题目大意:输入一系列的字符串，判断这些字符串中是否存在其中的一个字符串是另外一个字符串的前缀。。

如果是，输出Set 。。 is not immediately decodable

否则输出Set .. is immediately decodable

说的通俗点，就是判断一个字符串是否是两外一个字符串的前缀

解题思路:

这是一道字典树的题。一开始的时候，我用c/c++来写，然后是100行写完了，就是不知道哪里错了

这时，我实在忍不住了。直接就用java来写了

代码如下:(注意以下代码在submit的时候是需要对格式改一下的。。。
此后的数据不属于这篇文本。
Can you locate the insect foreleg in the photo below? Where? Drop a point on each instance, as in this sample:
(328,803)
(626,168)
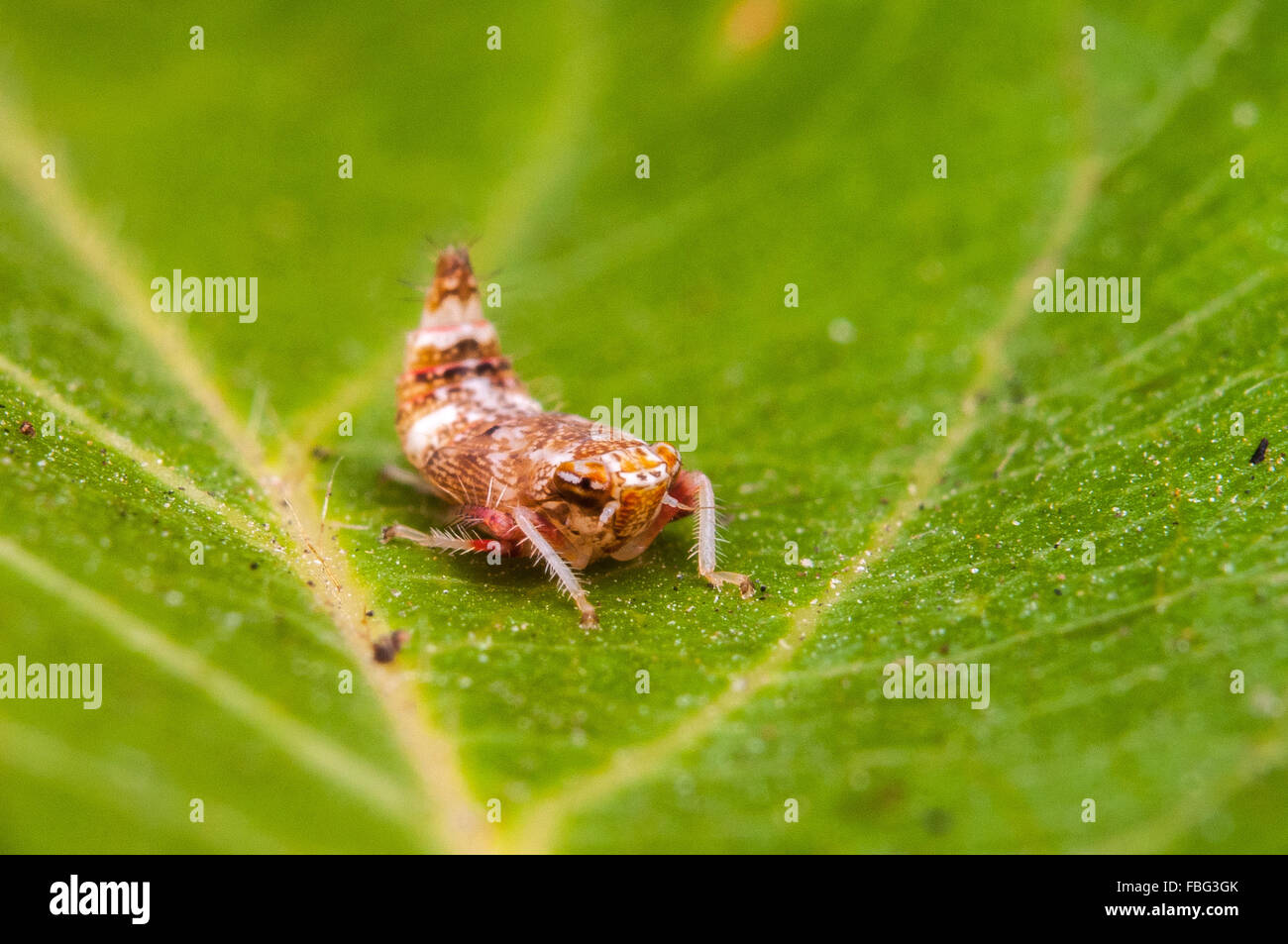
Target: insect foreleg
(557,566)
(447,541)
(695,489)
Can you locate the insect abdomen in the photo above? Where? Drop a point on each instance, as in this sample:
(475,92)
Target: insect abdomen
(455,377)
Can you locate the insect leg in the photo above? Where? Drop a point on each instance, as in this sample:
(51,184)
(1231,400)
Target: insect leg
(557,566)
(695,489)
(446,540)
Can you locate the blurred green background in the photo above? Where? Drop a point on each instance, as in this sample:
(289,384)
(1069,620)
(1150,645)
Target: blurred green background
(874,537)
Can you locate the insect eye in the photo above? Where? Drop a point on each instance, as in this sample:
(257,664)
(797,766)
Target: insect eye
(668,454)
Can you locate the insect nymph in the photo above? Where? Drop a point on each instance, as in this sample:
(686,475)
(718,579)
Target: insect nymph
(548,485)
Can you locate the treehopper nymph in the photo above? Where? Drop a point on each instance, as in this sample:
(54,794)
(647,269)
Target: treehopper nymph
(553,487)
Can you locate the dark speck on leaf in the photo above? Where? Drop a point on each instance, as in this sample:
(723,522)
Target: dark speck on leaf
(387,646)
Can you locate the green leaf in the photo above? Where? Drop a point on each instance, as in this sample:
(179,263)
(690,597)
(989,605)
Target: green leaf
(874,537)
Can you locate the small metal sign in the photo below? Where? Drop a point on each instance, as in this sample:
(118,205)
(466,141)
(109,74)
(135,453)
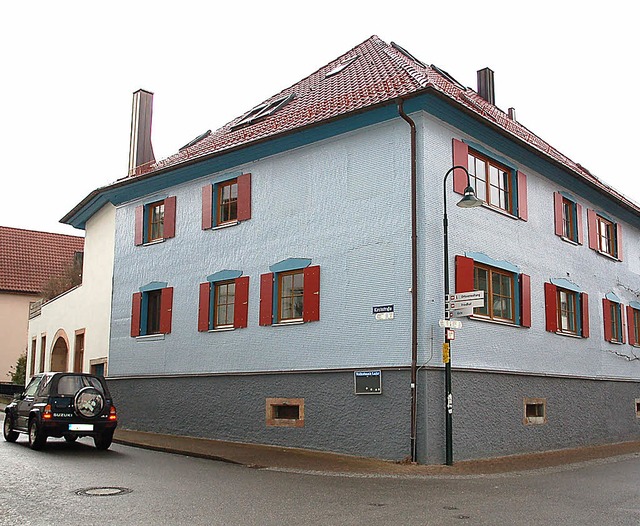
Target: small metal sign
(383,312)
(450,324)
(472,295)
(459,313)
(367,382)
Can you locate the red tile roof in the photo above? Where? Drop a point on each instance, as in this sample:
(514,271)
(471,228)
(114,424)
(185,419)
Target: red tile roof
(380,74)
(29,258)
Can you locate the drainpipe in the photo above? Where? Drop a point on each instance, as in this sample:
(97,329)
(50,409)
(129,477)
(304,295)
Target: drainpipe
(414,281)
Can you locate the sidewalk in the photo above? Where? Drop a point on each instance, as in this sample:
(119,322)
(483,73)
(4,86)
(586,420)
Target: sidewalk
(293,459)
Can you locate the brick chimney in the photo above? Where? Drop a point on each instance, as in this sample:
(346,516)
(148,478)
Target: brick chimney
(140,149)
(485,85)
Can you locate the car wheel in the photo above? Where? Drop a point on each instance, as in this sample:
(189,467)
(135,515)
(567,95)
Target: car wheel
(7,430)
(103,441)
(37,438)
(89,402)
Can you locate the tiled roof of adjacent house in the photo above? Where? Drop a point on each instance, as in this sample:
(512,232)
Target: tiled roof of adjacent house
(29,258)
(378,74)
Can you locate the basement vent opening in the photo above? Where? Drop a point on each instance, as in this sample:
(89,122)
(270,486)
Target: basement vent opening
(285,412)
(343,65)
(535,411)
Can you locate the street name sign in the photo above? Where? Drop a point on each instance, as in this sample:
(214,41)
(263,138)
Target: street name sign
(472,295)
(459,313)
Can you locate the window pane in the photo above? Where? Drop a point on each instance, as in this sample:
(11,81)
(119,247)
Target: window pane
(228,201)
(153,311)
(224,302)
(481,170)
(480,283)
(494,178)
(291,295)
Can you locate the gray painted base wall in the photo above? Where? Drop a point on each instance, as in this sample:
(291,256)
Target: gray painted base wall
(487,419)
(234,408)
(489,411)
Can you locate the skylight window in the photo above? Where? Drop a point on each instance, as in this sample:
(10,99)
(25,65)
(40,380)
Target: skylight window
(264,110)
(340,67)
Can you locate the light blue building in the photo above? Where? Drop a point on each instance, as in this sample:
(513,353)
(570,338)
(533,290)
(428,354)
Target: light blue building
(281,280)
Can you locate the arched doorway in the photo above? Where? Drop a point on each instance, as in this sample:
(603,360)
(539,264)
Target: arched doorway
(60,355)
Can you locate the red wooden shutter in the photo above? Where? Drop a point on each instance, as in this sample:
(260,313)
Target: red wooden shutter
(169,228)
(579,223)
(584,299)
(266,299)
(311,294)
(207,207)
(631,325)
(523,208)
(593,229)
(244,197)
(557,207)
(136,304)
(139,232)
(241,305)
(606,316)
(460,158)
(525,300)
(464,274)
(619,241)
(203,307)
(166,306)
(550,307)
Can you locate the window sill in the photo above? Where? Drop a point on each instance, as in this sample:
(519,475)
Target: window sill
(299,321)
(154,242)
(225,225)
(499,210)
(497,322)
(569,335)
(150,338)
(607,255)
(222,329)
(570,241)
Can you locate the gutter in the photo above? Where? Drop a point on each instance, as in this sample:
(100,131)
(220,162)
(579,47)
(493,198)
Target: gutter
(414,280)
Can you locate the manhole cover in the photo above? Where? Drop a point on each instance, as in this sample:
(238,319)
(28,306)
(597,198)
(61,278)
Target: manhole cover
(108,491)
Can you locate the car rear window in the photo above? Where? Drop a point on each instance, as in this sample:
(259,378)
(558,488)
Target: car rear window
(70,385)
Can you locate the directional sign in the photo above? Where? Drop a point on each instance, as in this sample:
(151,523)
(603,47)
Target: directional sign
(473,295)
(465,303)
(459,313)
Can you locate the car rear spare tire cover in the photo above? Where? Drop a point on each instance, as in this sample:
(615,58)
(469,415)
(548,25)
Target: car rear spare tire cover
(89,402)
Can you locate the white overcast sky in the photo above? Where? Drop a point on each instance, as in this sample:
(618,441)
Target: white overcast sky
(68,70)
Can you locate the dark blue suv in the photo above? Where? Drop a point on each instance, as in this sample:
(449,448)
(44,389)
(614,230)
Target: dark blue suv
(69,405)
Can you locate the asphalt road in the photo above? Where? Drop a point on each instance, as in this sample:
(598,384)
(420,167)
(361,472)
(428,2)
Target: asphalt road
(42,488)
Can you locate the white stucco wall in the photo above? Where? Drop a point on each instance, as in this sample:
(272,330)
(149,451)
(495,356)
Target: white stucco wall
(88,307)
(14,313)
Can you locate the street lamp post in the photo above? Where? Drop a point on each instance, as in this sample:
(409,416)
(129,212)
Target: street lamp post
(469,200)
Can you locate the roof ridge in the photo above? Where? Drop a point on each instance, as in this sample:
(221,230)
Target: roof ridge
(39,231)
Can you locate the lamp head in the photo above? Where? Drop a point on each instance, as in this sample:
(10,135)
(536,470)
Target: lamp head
(469,200)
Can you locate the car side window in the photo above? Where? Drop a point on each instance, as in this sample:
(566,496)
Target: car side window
(33,386)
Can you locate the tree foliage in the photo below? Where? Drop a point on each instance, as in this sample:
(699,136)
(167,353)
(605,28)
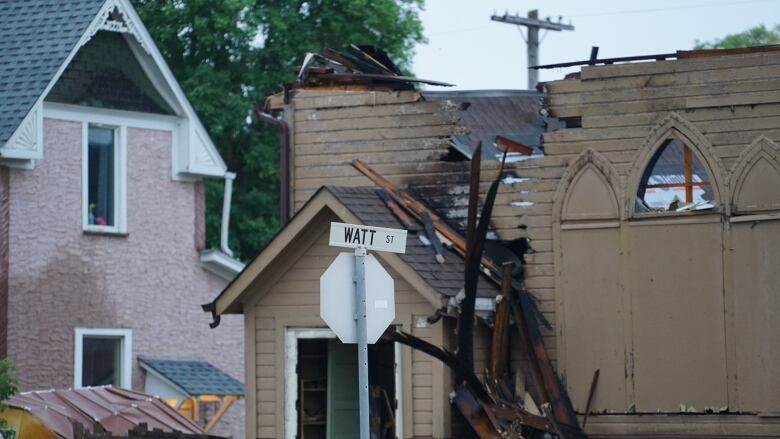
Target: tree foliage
(230,54)
(755,36)
(8,383)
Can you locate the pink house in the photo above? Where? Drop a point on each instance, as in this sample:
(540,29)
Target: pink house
(102,161)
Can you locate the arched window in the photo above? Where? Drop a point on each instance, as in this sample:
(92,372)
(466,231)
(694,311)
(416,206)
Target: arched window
(675,180)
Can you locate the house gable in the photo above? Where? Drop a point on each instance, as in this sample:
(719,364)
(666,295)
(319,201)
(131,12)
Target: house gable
(292,242)
(194,154)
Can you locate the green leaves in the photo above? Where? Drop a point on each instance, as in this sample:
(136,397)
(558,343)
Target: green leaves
(755,36)
(9,386)
(230,54)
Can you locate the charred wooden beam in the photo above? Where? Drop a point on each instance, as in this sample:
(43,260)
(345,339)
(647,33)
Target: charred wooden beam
(446,357)
(475,414)
(430,231)
(591,394)
(499,345)
(545,378)
(408,223)
(472,272)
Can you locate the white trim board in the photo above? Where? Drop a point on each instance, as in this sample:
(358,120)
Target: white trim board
(125,335)
(291,337)
(120,179)
(194,156)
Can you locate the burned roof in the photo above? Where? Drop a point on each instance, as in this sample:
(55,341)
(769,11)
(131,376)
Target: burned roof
(36,37)
(446,278)
(512,114)
(194,377)
(355,65)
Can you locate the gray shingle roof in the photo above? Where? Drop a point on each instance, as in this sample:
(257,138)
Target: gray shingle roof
(514,114)
(195,377)
(35,38)
(446,278)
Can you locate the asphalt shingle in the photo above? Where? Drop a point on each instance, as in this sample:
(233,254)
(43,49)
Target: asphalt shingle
(195,377)
(36,37)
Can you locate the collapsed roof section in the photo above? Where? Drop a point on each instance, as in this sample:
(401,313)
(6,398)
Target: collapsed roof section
(493,115)
(355,65)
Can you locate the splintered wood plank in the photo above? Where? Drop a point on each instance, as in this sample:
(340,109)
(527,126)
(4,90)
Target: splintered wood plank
(363,147)
(709,76)
(403,121)
(702,115)
(340,98)
(425,155)
(421,107)
(726,100)
(437,130)
(697,96)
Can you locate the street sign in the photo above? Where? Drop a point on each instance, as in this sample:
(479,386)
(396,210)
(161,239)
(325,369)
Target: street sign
(371,238)
(355,313)
(338,303)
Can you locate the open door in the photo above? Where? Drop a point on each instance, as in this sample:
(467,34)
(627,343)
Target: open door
(343,409)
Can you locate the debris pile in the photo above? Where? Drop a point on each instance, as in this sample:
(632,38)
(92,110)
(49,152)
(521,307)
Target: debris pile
(491,406)
(355,65)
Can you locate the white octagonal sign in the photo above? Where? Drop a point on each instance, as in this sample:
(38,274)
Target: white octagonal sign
(337,298)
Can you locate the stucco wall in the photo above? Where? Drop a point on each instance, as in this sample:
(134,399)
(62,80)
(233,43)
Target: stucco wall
(149,280)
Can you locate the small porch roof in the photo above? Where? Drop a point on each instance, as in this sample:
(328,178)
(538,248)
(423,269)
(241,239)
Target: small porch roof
(193,378)
(358,205)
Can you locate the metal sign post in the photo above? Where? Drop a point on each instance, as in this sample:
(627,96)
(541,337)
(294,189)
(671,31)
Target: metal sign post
(362,332)
(345,283)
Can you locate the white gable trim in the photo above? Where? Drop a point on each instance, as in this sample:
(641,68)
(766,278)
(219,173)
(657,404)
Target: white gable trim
(194,154)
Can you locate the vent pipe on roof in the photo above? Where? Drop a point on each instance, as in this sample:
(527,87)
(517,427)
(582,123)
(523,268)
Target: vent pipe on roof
(284,161)
(226,201)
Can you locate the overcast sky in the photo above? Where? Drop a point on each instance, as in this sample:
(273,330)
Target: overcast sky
(469,50)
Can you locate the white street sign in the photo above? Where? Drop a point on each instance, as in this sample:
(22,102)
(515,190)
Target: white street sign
(338,305)
(372,238)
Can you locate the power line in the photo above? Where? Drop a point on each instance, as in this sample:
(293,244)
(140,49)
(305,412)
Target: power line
(624,12)
(671,8)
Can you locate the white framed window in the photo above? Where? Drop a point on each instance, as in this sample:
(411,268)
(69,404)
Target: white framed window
(104,178)
(103,356)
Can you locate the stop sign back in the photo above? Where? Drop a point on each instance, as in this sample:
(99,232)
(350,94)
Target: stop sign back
(337,298)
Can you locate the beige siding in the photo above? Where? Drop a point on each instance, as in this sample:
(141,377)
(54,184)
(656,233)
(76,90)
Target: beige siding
(293,301)
(684,301)
(401,136)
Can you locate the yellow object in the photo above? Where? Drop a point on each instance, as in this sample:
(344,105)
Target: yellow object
(26,425)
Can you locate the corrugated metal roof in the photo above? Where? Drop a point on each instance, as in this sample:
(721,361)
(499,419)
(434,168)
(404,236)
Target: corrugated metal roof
(446,278)
(195,377)
(514,114)
(116,410)
(36,37)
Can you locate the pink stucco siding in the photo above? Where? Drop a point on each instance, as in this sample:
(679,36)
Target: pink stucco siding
(148,280)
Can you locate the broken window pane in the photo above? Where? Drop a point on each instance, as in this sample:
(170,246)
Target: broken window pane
(101,361)
(675,180)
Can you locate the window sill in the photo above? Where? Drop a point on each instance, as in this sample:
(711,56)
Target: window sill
(105,231)
(693,217)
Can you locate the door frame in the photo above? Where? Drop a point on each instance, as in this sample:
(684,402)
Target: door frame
(291,337)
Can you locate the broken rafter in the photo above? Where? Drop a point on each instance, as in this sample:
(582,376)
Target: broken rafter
(433,238)
(416,208)
(545,379)
(446,357)
(499,345)
(399,213)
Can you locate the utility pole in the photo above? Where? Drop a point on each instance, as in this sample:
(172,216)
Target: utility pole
(533,24)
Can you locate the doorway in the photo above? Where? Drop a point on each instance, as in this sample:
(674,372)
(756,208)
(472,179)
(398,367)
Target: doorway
(321,386)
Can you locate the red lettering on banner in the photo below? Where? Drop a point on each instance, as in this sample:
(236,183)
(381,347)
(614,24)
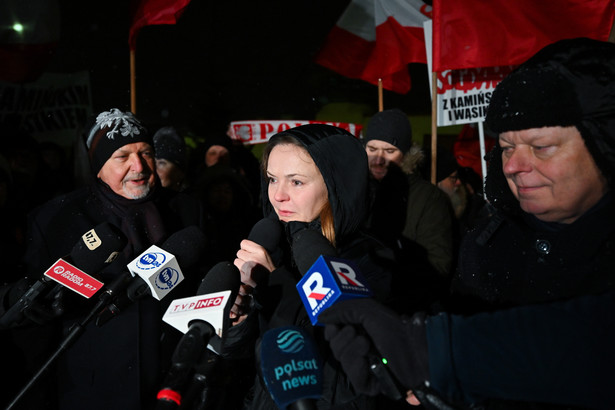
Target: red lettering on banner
(471,78)
(265,128)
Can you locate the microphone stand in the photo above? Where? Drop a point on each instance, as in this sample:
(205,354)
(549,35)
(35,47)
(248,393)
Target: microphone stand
(74,332)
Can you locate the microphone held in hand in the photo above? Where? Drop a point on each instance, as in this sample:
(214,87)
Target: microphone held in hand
(330,280)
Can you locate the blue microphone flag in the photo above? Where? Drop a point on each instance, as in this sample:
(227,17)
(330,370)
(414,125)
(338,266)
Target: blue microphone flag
(328,281)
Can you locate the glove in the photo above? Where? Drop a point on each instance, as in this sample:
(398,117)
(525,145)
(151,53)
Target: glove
(356,326)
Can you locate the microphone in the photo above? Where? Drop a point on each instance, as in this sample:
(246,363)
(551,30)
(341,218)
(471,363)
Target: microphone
(329,280)
(96,249)
(156,271)
(203,319)
(291,368)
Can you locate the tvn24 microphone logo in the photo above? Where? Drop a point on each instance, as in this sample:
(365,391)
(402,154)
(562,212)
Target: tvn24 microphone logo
(151,260)
(167,279)
(329,280)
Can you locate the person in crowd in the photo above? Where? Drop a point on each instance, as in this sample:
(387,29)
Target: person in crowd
(171,158)
(407,213)
(121,363)
(316,181)
(220,152)
(535,283)
(464,189)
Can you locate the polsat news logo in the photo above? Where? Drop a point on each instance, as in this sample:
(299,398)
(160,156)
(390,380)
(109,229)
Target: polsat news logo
(151,260)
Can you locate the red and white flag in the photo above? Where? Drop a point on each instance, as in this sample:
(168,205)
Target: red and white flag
(151,12)
(378,39)
(479,33)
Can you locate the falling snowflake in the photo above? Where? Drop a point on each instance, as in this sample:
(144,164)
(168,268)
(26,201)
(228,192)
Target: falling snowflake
(118,122)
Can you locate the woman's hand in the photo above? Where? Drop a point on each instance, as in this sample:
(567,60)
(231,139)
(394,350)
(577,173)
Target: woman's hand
(253,262)
(252,252)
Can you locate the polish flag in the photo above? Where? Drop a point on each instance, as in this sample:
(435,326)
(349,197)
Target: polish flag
(478,33)
(377,39)
(151,12)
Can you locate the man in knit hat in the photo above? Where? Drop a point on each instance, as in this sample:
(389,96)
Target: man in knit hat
(119,364)
(535,284)
(409,214)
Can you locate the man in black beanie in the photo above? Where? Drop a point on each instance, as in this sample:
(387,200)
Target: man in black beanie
(408,213)
(535,287)
(120,364)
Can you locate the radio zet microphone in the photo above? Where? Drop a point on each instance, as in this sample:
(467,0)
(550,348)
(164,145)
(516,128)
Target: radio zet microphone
(328,281)
(159,269)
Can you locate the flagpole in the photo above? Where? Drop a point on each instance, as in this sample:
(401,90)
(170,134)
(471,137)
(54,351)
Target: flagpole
(133,87)
(434,126)
(483,163)
(380,102)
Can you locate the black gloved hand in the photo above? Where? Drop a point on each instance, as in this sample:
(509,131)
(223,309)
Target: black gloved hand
(355,326)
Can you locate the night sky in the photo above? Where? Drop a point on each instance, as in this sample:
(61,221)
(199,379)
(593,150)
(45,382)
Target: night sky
(223,61)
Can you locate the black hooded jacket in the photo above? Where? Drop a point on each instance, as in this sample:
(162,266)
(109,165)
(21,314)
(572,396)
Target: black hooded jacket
(342,161)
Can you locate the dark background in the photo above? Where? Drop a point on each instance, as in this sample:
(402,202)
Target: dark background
(224,61)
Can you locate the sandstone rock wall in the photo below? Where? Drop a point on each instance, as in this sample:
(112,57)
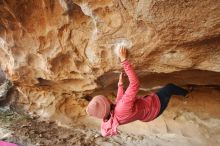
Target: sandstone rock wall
(57,51)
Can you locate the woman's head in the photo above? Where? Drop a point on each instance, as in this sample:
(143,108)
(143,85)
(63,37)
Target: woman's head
(98,107)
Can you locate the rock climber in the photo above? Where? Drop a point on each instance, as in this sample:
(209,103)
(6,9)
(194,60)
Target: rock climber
(129,107)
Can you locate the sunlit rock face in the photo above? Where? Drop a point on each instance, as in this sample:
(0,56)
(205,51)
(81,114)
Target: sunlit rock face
(58,51)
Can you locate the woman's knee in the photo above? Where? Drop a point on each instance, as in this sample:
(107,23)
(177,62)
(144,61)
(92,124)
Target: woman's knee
(170,85)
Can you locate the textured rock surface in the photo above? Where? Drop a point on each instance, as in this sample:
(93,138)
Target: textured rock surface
(57,51)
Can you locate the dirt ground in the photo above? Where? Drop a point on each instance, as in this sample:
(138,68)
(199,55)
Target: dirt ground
(189,122)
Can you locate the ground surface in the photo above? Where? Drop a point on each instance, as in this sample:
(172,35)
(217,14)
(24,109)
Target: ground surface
(189,122)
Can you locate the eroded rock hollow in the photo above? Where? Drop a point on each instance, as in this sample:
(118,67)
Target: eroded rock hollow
(56,52)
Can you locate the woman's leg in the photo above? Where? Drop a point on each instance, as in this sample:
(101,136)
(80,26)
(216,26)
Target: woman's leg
(166,92)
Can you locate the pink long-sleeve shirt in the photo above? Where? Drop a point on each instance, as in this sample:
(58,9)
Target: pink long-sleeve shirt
(129,107)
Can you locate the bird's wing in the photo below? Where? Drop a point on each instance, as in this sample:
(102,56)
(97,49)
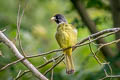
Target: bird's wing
(66,36)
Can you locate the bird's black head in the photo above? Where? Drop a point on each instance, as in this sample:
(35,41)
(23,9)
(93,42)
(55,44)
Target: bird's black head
(58,18)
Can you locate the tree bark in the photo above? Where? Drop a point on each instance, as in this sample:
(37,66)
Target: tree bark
(115,7)
(107,52)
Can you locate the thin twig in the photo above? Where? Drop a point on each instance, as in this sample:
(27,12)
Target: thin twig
(114,30)
(51,60)
(54,66)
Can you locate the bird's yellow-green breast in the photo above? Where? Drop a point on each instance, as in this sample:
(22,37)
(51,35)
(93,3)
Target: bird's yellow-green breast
(66,35)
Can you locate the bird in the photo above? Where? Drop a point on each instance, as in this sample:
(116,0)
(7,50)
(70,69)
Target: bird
(66,36)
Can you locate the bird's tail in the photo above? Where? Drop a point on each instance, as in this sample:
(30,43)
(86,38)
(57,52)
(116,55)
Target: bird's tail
(69,61)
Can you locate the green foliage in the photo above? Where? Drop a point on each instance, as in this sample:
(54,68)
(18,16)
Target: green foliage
(37,36)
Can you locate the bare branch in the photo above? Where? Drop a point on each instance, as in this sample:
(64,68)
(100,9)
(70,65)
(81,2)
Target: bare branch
(51,60)
(54,66)
(81,43)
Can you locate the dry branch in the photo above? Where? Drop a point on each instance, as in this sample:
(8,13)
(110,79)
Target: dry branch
(95,37)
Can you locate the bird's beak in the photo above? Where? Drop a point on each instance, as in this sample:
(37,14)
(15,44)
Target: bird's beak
(53,19)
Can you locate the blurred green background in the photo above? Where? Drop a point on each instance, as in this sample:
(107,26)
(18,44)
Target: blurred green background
(37,36)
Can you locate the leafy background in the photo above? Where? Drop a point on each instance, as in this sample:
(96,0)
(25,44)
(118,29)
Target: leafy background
(37,36)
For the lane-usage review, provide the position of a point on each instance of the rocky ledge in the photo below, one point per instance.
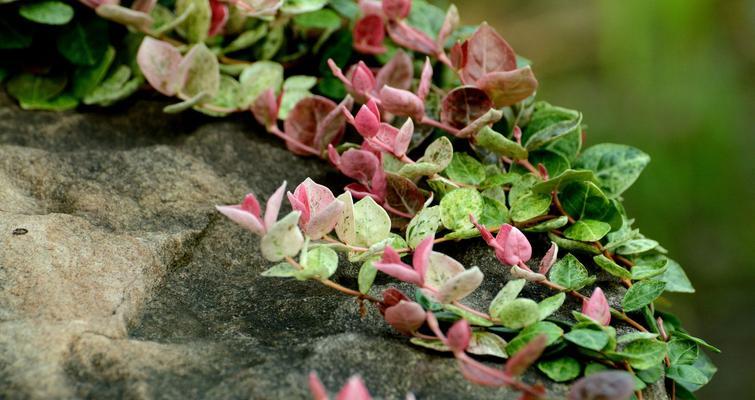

但我这里可懒得改了)

package com.njupt.acm;

import java.util.HashMap;

import java.util.HashSet;

import java.util.Iterator;

import java.util.Map;

import java.util.Scanner;

import java.util.Set;

public class HDU_1305 {

	public static void main(String[] args) {

		Scanner scanner = new Scanner(System.in);

		int counter = 1;

		while (scanner.hasNext()) {

			Set set = new HashSet();

			String str = scanner.next();

			boolean flag = true;

			set.add(str);

			while (scanner.hasNext()) {

				str = scanner.next();

				if (str.equals("9")) {

					if(flag){

						System.out.println("Set "+(counter++)+" is immediately decodable");

					}else{

						System.out.println("Set "+(counter++)+" is not immediately decodable");

					}

					break;

				}

				Iterator<String> iter = set.iterator();

				while (iter.hasNext()) {

					String str1 = iter.next();

					if (str.startsWith(str1) || str1.startsWith(str)) {

						flag = false;

						break;

					}

				}

				if(flag){

					set.add(str);

				}

			}

		}

	}

}

以下附上让人心碎的c/c++代码

/*

 * 1305_1.cpp

 *

 *  Created on: 2013年8月24日

 *      Author: Administrator

 */

#include <iostream>

using namespace std;

const int maxn = 2;

struct node {

	int count;

	node* next[maxn];

};

node* root;

node* newset() {

	node* current;

	current = (node*) malloc(sizeof(node));

	int i;

	for (i = 0; i < maxn; ++i) {

		current->next[i] = NULL;

	}

	current->count = 1;

	return current;

}

void insert(char* s) {

	node* current;

	int len = strlen(s);

	if (len == 0) {

		return;

	}

	current = root;

	int i;

	for (i = 0; i < len; ++i) {

		if (current->next[s[i] - '0'] != NULL) {

			current = current->next[s[i] - '0'];

			current->count = current->count + 1;

		} else {

			current->next[s[i] - '0'] = newset();

			current = current->next[s[i] - '0'];

		}

	}

}

int find(char* s) {

	node* current;

	int len = strlen(s);

	if (len == 0) {

		return 0;

	}

	current = root;

	int i;

	for (i = 0; i < len; ++i) {

		if (current->next[s[i] - '0'] != NULL) {

			current = current->next[s[i] - '0'];

		} else {

			return 0;

		}

	}

	return current->count;

}

int main() {

	char str[15][15];

		int line = 0, count = 1;

		while (scanf("%s", str[line]) != EOF) {

			root = newset();

			line = 0;

			bool flag = true;

			insert(str[line++]);

			while (scanf("%s", str[line]) != EOF) {

				if (str[line][0] == '9') {

					break;

				}else{

					insert(str[line++]);

				}

			}

			int i;

			for (i = 0; i < line; ++i) {

				if (find(str[i]) > 1) {

					flag = false;

					break;

				}

			}

			if (flag) {

				printf("Set %d is immediately decodable\n", count++);

			} else {

				printf("Set %d is not immediately decodable\n", count++);

			}

		}

		delete root;

}